Die Kostenentscheidung beruht sowohl vor als auch nach der Einschränkung des Klagebegehrens im Erörterungstermin vom 29.9.2016 auf § 136 Abs. 1 S. 1 Alt. 2 FGO. Nach der Rechtsprechung des BFH ist in Fällen einer Teilrücknahme zur Vermeidung von überflüssigem Rechenwerk die Kostenquote in unterschiedliche Zeitabschnitte zu unterteilen (ständige Rechtsprechung vgl. Brandis in Tipke/Kruse AO/FGO § 136 FGO Rn. 4 mit weiteren Nachweisen).
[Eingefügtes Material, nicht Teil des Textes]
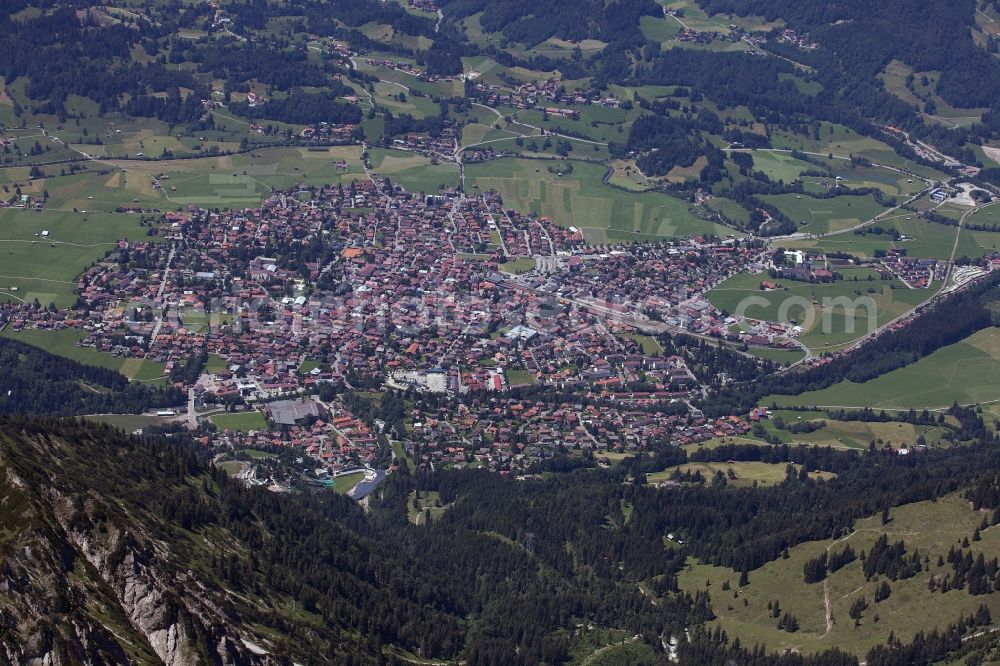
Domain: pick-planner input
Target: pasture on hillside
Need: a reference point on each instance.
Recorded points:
(64, 342)
(821, 216)
(803, 303)
(46, 268)
(581, 199)
(920, 238)
(414, 172)
(237, 181)
(931, 527)
(965, 372)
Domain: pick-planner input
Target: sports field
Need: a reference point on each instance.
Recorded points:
(581, 199)
(821, 216)
(931, 527)
(46, 267)
(965, 372)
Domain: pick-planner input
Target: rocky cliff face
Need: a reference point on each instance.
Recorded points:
(83, 579)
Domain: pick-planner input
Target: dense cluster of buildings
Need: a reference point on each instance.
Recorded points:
(364, 286)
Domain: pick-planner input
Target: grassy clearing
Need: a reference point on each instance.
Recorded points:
(235, 181)
(127, 422)
(414, 172)
(520, 378)
(821, 216)
(345, 484)
(849, 434)
(519, 265)
(581, 199)
(921, 239)
(964, 372)
(240, 421)
(46, 268)
(740, 474)
(428, 503)
(932, 527)
(64, 343)
(783, 356)
(827, 325)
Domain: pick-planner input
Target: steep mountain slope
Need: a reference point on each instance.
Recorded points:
(85, 578)
(115, 549)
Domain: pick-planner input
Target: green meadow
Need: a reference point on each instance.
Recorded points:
(414, 172)
(822, 216)
(46, 268)
(845, 317)
(64, 342)
(931, 527)
(965, 372)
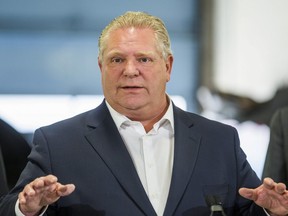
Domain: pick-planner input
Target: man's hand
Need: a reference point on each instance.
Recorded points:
(270, 195)
(41, 192)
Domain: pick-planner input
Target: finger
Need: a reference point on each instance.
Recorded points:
(280, 188)
(64, 190)
(268, 183)
(22, 198)
(50, 179)
(247, 193)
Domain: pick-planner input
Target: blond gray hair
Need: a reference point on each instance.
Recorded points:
(137, 20)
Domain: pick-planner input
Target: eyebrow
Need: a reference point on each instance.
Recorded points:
(140, 53)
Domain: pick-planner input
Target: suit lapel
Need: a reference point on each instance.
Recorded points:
(186, 149)
(107, 142)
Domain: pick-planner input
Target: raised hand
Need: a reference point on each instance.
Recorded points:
(41, 192)
(270, 195)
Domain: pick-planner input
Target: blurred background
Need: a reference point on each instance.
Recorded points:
(230, 61)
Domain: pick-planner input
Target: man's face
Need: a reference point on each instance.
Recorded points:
(134, 73)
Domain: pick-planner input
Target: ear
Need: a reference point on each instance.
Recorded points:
(100, 64)
(169, 63)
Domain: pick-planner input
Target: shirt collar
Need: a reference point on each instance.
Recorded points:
(119, 119)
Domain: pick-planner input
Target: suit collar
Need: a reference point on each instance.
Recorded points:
(187, 145)
(104, 137)
(114, 153)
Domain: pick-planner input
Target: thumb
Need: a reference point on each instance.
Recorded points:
(247, 193)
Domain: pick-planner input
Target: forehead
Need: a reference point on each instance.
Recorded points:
(131, 37)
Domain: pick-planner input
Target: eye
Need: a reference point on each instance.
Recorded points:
(145, 60)
(116, 60)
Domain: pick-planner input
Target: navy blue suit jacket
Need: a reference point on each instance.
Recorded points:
(87, 150)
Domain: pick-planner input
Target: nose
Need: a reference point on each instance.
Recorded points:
(131, 69)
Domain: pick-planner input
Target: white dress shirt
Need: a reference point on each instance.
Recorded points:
(152, 154)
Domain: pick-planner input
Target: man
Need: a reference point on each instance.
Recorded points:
(137, 153)
(276, 163)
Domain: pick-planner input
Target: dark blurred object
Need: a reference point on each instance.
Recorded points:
(242, 109)
(15, 150)
(276, 163)
(3, 180)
Da der Kläger erst ab dem Erörterungstermin vom 29.9.2016 sein Klagebegehren eingeschränkt hat, waren ihm bis zu diesem Zeitpunkt die Kosten des Verfahrens nach einer anderen Quote aufzuerlegen, als im Anschluss.

2. Soweit die Beigeladene mit ihrem Sachantrag obsiegt hat, entspricht es der Billigkeit, ihre außergerichtlichen Kosten gemäß § 139 Abs. 4 FGO dem Kläger aufzuerlegen; im Übrigen sind diese nicht erstattungsfähig.

II. Die Revision wird gemäß § 115 Abs. 1, 2 Nr. 2 FGO zugelassen. Dies ist zur Sicherung einer einheitlichen Rechtsprechung mit Blick auf das Urteil des FG Baden-Württemberg (Urteil vom 28.4.2015 8 K 1961/14, zitiert nach juris, die Revision ist beim BFH unter dem Az. VIII R 47/15 anhängig) erforderlich.

III. Die Entscheidung über die vorläufige Vollstreckbarkeit beruht auf §§ 151 Abs. 3, 155 FGO i. V. m. §§ 708 Nr. 10, 711 der Zivilprozessordnung.